Socca for Lunch
One of my favorite things about working from home is having a freshly prepared lunch of exactly what I want to eat. Of course as you know, I indulge in full on breakfasts, even when I work outside the home, and typically cook dinner, but I never enjoyed having to pack a lunch and reheat something in a microwave to eat out of a glass container.
At home I get to eat it hot and fresh on real dishes with real cutlery, like real humans should eat their meals every day! But I digress!
The first time I saw Socca was many years ago in Saveur magazine. I was smitten! Socca is a pancake made from garbanzo bean flour. According to David Lebovitz it’s sold in Paris, cooked very thin with crispy edges and served sprinkled with salt as a street food. In the article I read it was a thicker pancake to be used as a base for toppings, or as a side bread, like a pita. Either way, it’s a fun food loaded with fiber and nutrition.

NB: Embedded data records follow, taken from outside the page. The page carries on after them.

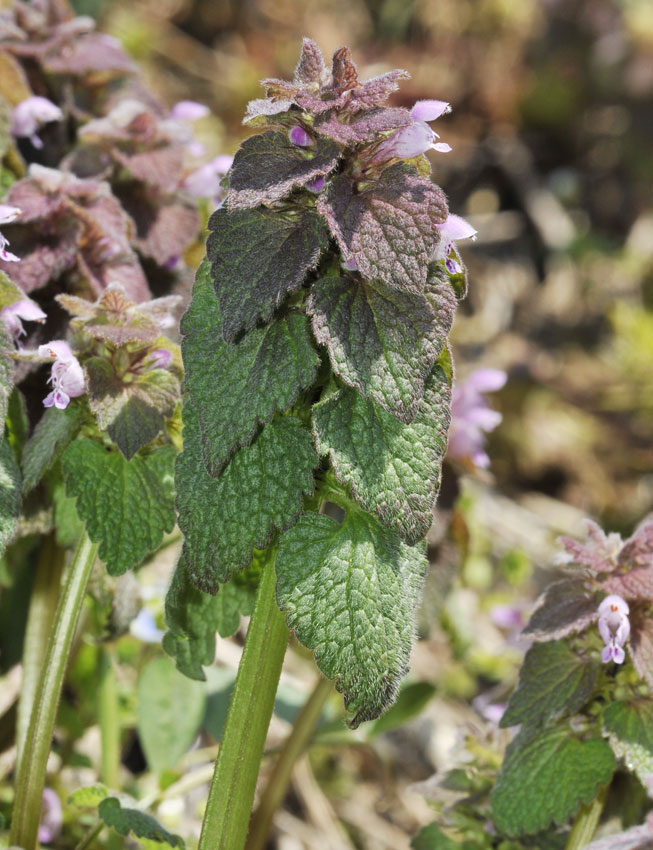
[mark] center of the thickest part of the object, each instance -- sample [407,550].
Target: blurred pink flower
[21,310]
[67,376]
[452,229]
[30,115]
[51,816]
[614,628]
[418,137]
[471,416]
[7,214]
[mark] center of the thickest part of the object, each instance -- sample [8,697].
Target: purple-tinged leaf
[638,549]
[637,584]
[310,69]
[389,229]
[641,647]
[565,607]
[132,412]
[268,167]
[382,341]
[363,127]
[257,258]
[376,90]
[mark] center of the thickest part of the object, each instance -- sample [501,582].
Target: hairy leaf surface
[552,680]
[545,777]
[126,505]
[389,228]
[236,387]
[193,617]
[257,257]
[350,592]
[392,469]
[268,167]
[382,341]
[53,432]
[258,492]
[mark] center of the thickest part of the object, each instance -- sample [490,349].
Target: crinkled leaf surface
[565,607]
[545,777]
[267,167]
[257,257]
[139,823]
[381,340]
[392,469]
[193,617]
[132,412]
[10,493]
[629,726]
[258,492]
[170,710]
[552,680]
[53,432]
[388,228]
[126,505]
[350,592]
[236,387]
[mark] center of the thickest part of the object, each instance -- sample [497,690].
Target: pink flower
[7,214]
[471,416]
[30,115]
[188,110]
[452,229]
[205,181]
[51,816]
[298,136]
[23,309]
[614,628]
[418,137]
[67,376]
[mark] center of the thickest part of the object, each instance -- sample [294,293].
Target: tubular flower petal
[614,628]
[30,115]
[21,310]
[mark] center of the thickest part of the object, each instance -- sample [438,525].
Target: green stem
[232,790]
[109,720]
[277,784]
[586,821]
[31,773]
[42,607]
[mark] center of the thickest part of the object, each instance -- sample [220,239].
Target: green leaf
[170,710]
[55,429]
[267,167]
[10,493]
[257,258]
[629,726]
[132,412]
[382,341]
[392,469]
[387,227]
[552,680]
[89,797]
[235,388]
[193,617]
[140,824]
[431,837]
[127,505]
[545,777]
[350,592]
[258,492]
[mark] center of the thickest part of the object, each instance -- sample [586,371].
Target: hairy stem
[586,821]
[109,720]
[42,607]
[279,780]
[31,773]
[232,789]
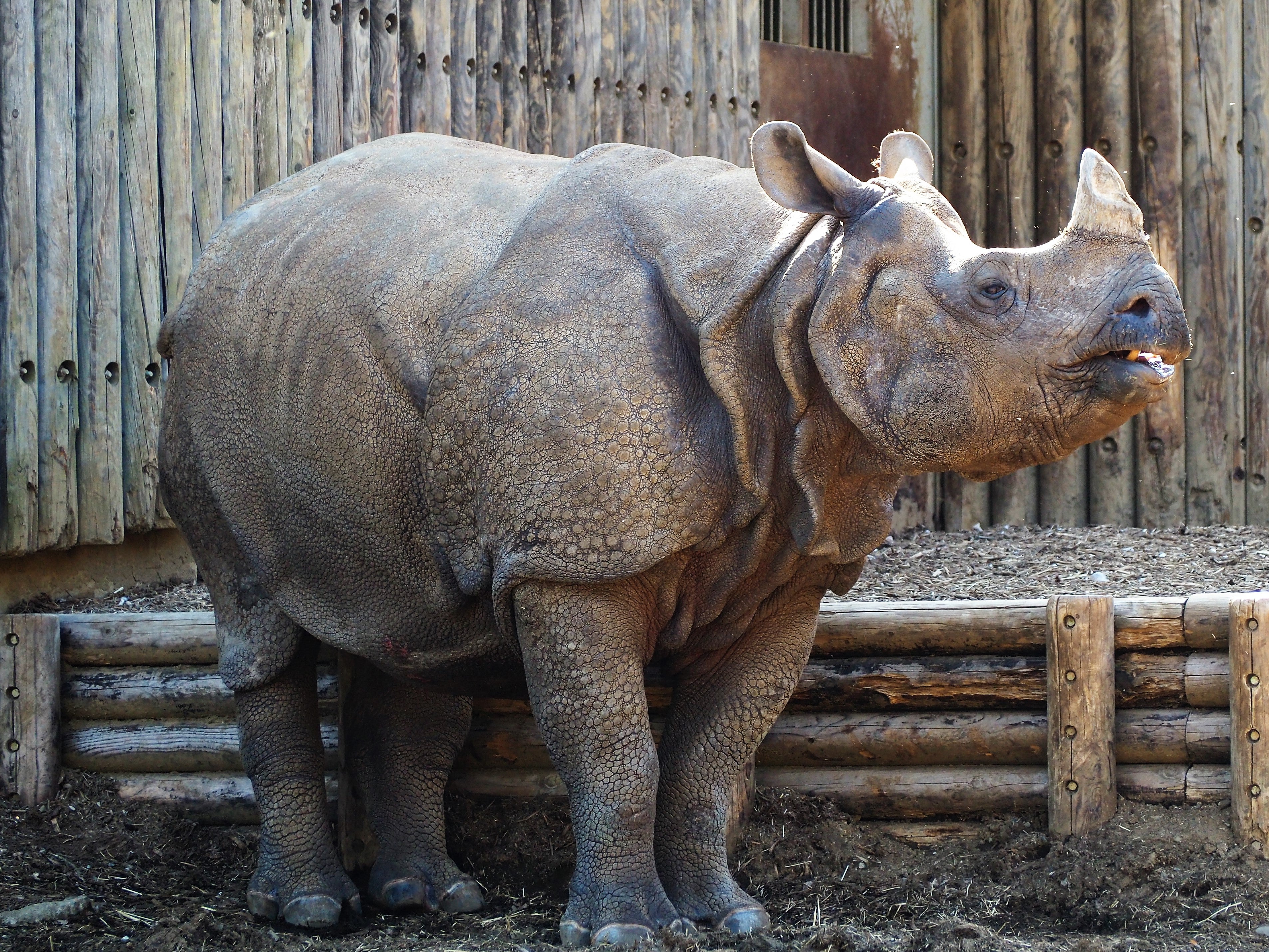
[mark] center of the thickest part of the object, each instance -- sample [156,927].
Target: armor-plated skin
[476,415]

I gilded the lily and spread my socca with hummus and topped it with sautéed dinosaur kale, thinly sliced celery, and a generous dusting of feta. So good! I kept the extra socca batter in the fridge and made a pancake fresh whenever I want one. I would use the batter up in four days, any longer and it may begin to ferment.
Ingredients
Olive oil to fry the socca in
1 C garbanzo (or chickpea) flour
1 C water (or more if the batter is too thick)
1 t salt
1/4 t onion powder
1/4 t ground cumin
pinch garlic powder
pinch red pepper flakes
1 T olive oil
Directions
In a small bowl whisk the garbanzo bean flour and water together until smooth. Add the salt, onion powder, cumin, garlic powder, red pepper fakes, and 1 T olive oil and whisk until smooth. If the mixture is too thick, thin with a little water. The batter should be the consistency of heavy cream if you want to make crepe like pancakes, or thicker for a more traditional pancake. Let the batter sit 20 minute before using to thicken.
Place a medium sized pan on a high heat, once the pan is hot, lower the heat to medium and add about 2 t of olive oil to the pan, swirl the oil to evenly coat the pan. Ladle about 1/4 C of batter onto the pan and tilt the pan in all directions to evenly distribute the batter. Once the batter begins to brown and curl around the edges, slide a spatula underneath and flip the socca to cook the other side. Remove to a serving dish and sprinkle with sea salt (optional) and serve. To insure nice crispy chip-like edges cook the socca in about 1 T of oil, the extra oil will fry the edges.
This makes about 4-6 pancakes depending on how big or thick you make them. You can make them ahead and reheat them whenever you want to eat them, or you can keep the batter in the fridge and make one whenever you want one.